We have an incredible opportunity to build on that momentum as we head into a critical election year in 2024. We re-commit to contributing to local leaders and organizations working in Florida to create a safe, welcoming space…
It appears that AnitaB.org is taking a “social offset” approach to the matter, acknowledging harms and using donations and time as a mechanism to offset those harms in the long term through social justice action. Fair enough — I am glad to see that some good is coming out of this dumpster fire, and local organizations can definitely benefit from an influx of funding and exposure.
That said, people will still travel to Florida for the conference. They will spend money at the airport, at hotels, at local restaurants and bars, possibly at Disney. Florida still profits, very very nicely, from this influx of travel. (GHC is a very large conference, after all.) I have no idea what the size of AnitaB.org’s donations are to local organizations, but I’m guessing they are not as large as the money spent in Florida for this conference. Money that will continue to fund Florida’s ever-increasing hateful legislation and policies. Regardless of how much time and money AnitaB.org spends on local social justice issues, they still, in my opinion, tacitly condone Florida’s actions as long as they continue to host GHC in Florida.
While poking around on the AnitaB.org website, I also found this press release from 2022 on the passage of the “Don’t Say Gay, Don’t Say Trans” bill, which manages to make the situation even more anger-inducing. This says, in part (emphasis mine):
“AnitaB.org is scheduled to host our annual Grace Hopper Celebration in Orlando, Florida, in September 2022. Thousands from all over the world plan to attend this annual event–the world’s largest gathering of women and non-binary technologists. That is why we are so very committed to creating a safe space where ALL will be welcomed and which aligns with our values. While we have experienced a very positive working relationship with the people of Orlando, should this bill become law, we will have no choice but to reconsider Florida as our host state for our 2023 events and beyond. We believe in supporting the economy of a state that is deserving of this gathering, our time, talent, treasures, and dollars. Florida’s ‘Don’t Say Gay, Don’t Say Trans’ bill falls well below that standard.”
Well, that’s awkward. It’s 2023, and it looks like the conference is … still in Florida. Were these empty words? Is AnitaB.org doing the parental equivalent of counting to three before putting Florida in time out and never quite getting to three? “One. Two. Two and a half. Two and three quarters. Two and seven eighths — I MEAN IT THIS TIME, FLORIDA!” Why should I trust what AnitaB.org says about commitments when they’ve apparently not followed their own previous statements? The mind boggles.

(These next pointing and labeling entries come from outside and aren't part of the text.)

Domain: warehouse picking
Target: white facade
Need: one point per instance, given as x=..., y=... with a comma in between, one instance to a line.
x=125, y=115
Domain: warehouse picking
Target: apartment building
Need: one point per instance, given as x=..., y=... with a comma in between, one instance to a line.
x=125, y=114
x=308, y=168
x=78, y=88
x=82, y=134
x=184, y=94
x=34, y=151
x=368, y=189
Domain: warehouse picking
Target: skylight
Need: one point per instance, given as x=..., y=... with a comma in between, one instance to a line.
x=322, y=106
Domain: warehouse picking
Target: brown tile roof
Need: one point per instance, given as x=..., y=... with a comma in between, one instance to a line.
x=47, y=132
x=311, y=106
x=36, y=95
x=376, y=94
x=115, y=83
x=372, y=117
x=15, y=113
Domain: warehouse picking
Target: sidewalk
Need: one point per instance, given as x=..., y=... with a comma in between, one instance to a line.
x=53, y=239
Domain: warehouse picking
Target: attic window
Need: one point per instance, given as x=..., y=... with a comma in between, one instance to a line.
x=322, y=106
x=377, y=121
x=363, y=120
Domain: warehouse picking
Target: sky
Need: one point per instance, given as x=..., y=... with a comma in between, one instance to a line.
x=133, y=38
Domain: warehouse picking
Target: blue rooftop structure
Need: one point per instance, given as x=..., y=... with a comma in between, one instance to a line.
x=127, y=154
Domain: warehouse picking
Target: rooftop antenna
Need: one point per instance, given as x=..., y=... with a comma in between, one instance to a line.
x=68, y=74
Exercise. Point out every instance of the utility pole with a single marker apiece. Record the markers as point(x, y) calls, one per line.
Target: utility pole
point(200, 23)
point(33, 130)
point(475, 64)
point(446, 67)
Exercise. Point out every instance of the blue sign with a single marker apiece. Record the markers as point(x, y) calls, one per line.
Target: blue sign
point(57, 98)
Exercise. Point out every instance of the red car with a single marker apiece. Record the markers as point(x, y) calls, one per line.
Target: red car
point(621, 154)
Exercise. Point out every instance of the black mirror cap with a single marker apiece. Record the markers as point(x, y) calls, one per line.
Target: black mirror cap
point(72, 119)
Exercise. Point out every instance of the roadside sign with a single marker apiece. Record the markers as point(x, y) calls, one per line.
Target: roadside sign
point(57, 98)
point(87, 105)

I made a personal decision to not attend GHC this year. Ethically, I can’t square it with my own morals and beliefs. I continue to be extremely conflicted in my role as GHC wrangler. We have students who are super excited about attending in person. Many of these students will use GHC as an opportunity to learn about and interview for internships and jobs. Many will, for the first time, see their identities reflected in other computer scientists and technologists. All of those are completely valid reasons to send our students to GHC. But by sending our students (and our institution’s money) to this conference, what message are we sending to our trans students, our LGBTQIA+ students more generally, our Black students, etc. about their value as full humans? Are we, as I think we are, shooting ourselves in the foot?
At a time where we, institutionally and within our department, claim a commitment to diversity, equity, and inclusion, how does supporting Florida’s agenda with our dollars square with that?